ARTS & CRAFTS COTSWOLD SCHOOL OAK REFECTORY TABLE
ARTS & CRAFTS COTSWOLD SCHOOL OAK REFECTORY TABLE
Early Arts & Crafts Wishbone Cotswold School refectory dining table in oak
3 plank top
Square through-tenon jointed legs with Wishbone bracing
Maker Sidney Barnsley
Designer Ernest Gimson
Circa 1894-1900
Pinbury Workshop
Height 75cm Length 241cm Width 100cm
This item is currently on display at Liberty, London 4th Floor Furniture Department
PROVENANCE : Powell family, then by decent to previous owner;
Purchased by Patch Rogers, Bonhams London June 2023.
Bonhams catalogue entry: “Made by Malcolm as a wedding present for his brother Oswald Powell (Co-founder of Bedales School) on the occasion of his marriage to Winnifred Cobb in 1894.’
It is known that Malcolm Powell worked with Sidney Barnsley in his workshops at Sapperton, around 1902/04 and made furniture to his own designs, these designs were often cruder than that of Gimson and the Barnsley’s. The wishbone/hayrake design table is known to be a Gimson design, the simplicity of this table fits with the early designs at Pinbury, this would lead us to believe it is by Sidney’s hand and not by Malcolm Powell. The early period at Pinbury was very much an experimental time for Gimson and the Barnsley’s where Sidney honed his craft as a furniture maker. The attribution to Malcolm as maker by the family may well of been misunderstood through time, and could well be that Malcolm commissioned Sidney to make the table for his brother Oswald.
The Wishbone and Hayrake table progressed in design terms over a period of about 20 years between 1895-1915 becoming more sophisticated as Gimson refined the design alongside the very exacting cabinet making skills of Peter Waals. But it was the early period of Pinbury where the style was formed. Sidney and Ernest Barnsley were influenced by the wheelwrights and farming tools still in use in the Cotswolds. The designs tended to be very functional and primitive in the early period, a woodcut by Fred Griggs in “Ernest Gimson His Life And Works” titled “Gimson’s Living Room Pinbury” shows a simple table with wishbone stretchers around 1895. Sidney Barnsley makes a wishbone table for Stoneywell Cottage 1898.
In the same sale at Bonhams from the same family connection an early dresser 1900 by Sidney Barnsley sat a long side this table as well as 2 other dated pieces 1902/1903 by Malcolm Powell.

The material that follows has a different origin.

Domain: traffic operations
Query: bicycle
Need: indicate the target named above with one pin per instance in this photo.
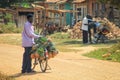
(43, 62)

1885-1888 Sidney works at the offices of Richard Norman Shaw
1890 Sidney takes lodgings with Gimson, joins Kenton and Company
1893 Gimson, Sidney and Ernest Barnsley leave London for Gloucestershire.
1894 Ernest Gimson, Sidney and Ernest Barnsley take a lease at Pinbury park. Sidney worked at the bench designing and making his own designs and worked closely with Gimson and his brother Ernest Barnsley, Gimson struggles to formulate a furniture style making a bobbin chair and some plaster designs.
1896 Sidney Exhibits at The Arts and Crafts Exhibition
1901 Peter Van Der Waals joins the workshop at Cirencester
1902 Gimson and Ernest Barnsley establish the Daneway Workshops
Malcolm Powell joined Sidney Barnsley 1903 -1904
“It was Sidney Barnsley, in particular, who extended this knowledge through his dedicated experimentation in the field of furniture design at Pinbury, laying the foundations, both technically and stylistically, for the later work of all three men. Sidney Barnsley’s contribution at this stage of there careers, and also within the broader framework of the Arts and Crafts Movement, was a unique one, commented upon by Paul Thompson in his book on William Morris:”
“The ultimate logic of the Arts and Crafts theory that craftsmen should work on their own designs was scarcely recognised before the 1890’s. partly because all the leaders of the movement were architects. Even then, Sidney Barnsley was the only important furniture designer who executed all his own work.”